Adopting responsive design across your member communications will improve how many members are reading your content and in turn increase the number of eyes seeing your advertisers’ message on the platform as well. This will increase your chances of advertisers renewing their ad placements because not only are they reaching the right people, but more of those people are seeing them as well.

Retargeting reels members back in

This tech is definitely not as scary as it sounds because it’s highly likely you’ve already experienced it while browsing online – and while you might feel like Big Brother is watching, you’re probably okay with that.

Retargeting is the most commonly known and relatable form of programmatic advertising. You’ve gone online to research about a purchase you’re interested in making, and now you’re seeing ads for that type of purchase everywhere.

For example, I’m researching new basketball shoes. After researching and looking at prices online at different stores and boutiques, I begin to notice ads for those shoes are popping up as I surf the web, even on non-related websites.

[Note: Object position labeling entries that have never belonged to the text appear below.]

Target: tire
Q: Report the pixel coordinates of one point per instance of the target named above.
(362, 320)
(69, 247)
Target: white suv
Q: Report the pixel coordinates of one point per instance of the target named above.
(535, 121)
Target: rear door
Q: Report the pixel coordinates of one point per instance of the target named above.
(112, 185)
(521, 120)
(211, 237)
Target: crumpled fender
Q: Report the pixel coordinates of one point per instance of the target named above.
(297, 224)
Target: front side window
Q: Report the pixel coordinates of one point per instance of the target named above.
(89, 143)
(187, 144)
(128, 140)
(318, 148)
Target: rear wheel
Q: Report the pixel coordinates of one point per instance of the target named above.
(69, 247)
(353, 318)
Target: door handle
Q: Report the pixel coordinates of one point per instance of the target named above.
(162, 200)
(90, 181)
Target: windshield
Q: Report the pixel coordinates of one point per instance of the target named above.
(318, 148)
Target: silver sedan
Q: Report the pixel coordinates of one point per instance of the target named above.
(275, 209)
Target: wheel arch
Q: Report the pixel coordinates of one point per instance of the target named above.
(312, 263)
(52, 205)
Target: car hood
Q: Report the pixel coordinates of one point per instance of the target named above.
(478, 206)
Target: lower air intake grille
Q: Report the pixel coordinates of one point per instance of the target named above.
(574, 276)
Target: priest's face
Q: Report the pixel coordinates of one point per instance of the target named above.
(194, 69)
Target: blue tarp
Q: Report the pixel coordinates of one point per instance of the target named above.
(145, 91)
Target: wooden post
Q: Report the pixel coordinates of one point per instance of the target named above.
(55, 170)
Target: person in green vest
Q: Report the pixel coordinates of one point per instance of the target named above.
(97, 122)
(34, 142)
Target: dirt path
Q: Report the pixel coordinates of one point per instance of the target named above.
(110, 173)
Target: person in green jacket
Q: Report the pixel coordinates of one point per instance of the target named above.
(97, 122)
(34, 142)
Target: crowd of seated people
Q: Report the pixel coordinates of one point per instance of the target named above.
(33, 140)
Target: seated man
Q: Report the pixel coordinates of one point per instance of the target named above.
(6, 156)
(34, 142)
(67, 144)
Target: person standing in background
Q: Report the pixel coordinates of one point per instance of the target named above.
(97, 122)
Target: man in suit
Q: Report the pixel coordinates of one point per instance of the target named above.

While you may have only noticed this as a consumer, the same technology applies in the B2B world.

This graphic shows that site retargeting process:

The website retargeting process

  • Visitors to your site are potential customers to suppliers in your industry and site.
  • By simply placing a pixel on your website, it will then attach a cookie to your site visitors IP address, which allows user’s behavior to be tracked as they surf the web.
  • Based on the data collected, personas can be built for advertisers to create highly specified ad campaigns, serving ads to those people around the web.
  • This approach allows advertisers to focus their marketing dollars on the right audience (versus a large audience), increasing their ROI.
  • This is powerful for associations because it is extending your reach beyond your sites, in turn giving you more non-dues revenue potential.

Based on a report conducted by Dun & Bradstreet and Adweek BrandShare earlier this year, 88 percent of B2B marketers are currently buying or selling advertising programmatically. Of those, 64 percent are planning to spend more in 2018 that last year and 63 percent are focusing on display advertising across the web.

In short, learning about this form of technology and embracing it, even if it’s just on one website your association manages, means your association can remain a central connection between buyers, suppliers, and other customers in your industry.

The courage to broach new tech means the courage to earn more non-dues revenue

This is no time to be scared of tech. Think of all the association programming that relies upon being up-to-date with technology, as well the non-dues revenue that can be earned from that tech. Associations rely upon non-dues revenue to:

  • Supplement their mission.
  • Finance lobbying
  • Fund certification programs, scholarships and student outreach.
  • Keep membership dues affordable.
  • Offset costs of your communications program.
  • Provide means for businesses to give back to the group that supports them.

There are traditional and non-traditional ways that allow advertisers to brand their company as a knowledgeable resource in the industry. As the association, you have the opportunity to meet a number (if not all) of the marketers needs in your industry (members and non-members) by engaging with them through multiple technologies that aren’t so scary after all.

Still need encouragement to overcome a fear of technology? Courage is not the absence of fear, wrote Nelson Mandela, but the triumph over it. Many people who feel the “Sunday scaries” make a plan about how they’ll attack the week. Try the same approach with technology. Make a plan to attack one or two new tech items at a time, Work your plan, and you too can triumph over the technology scaries.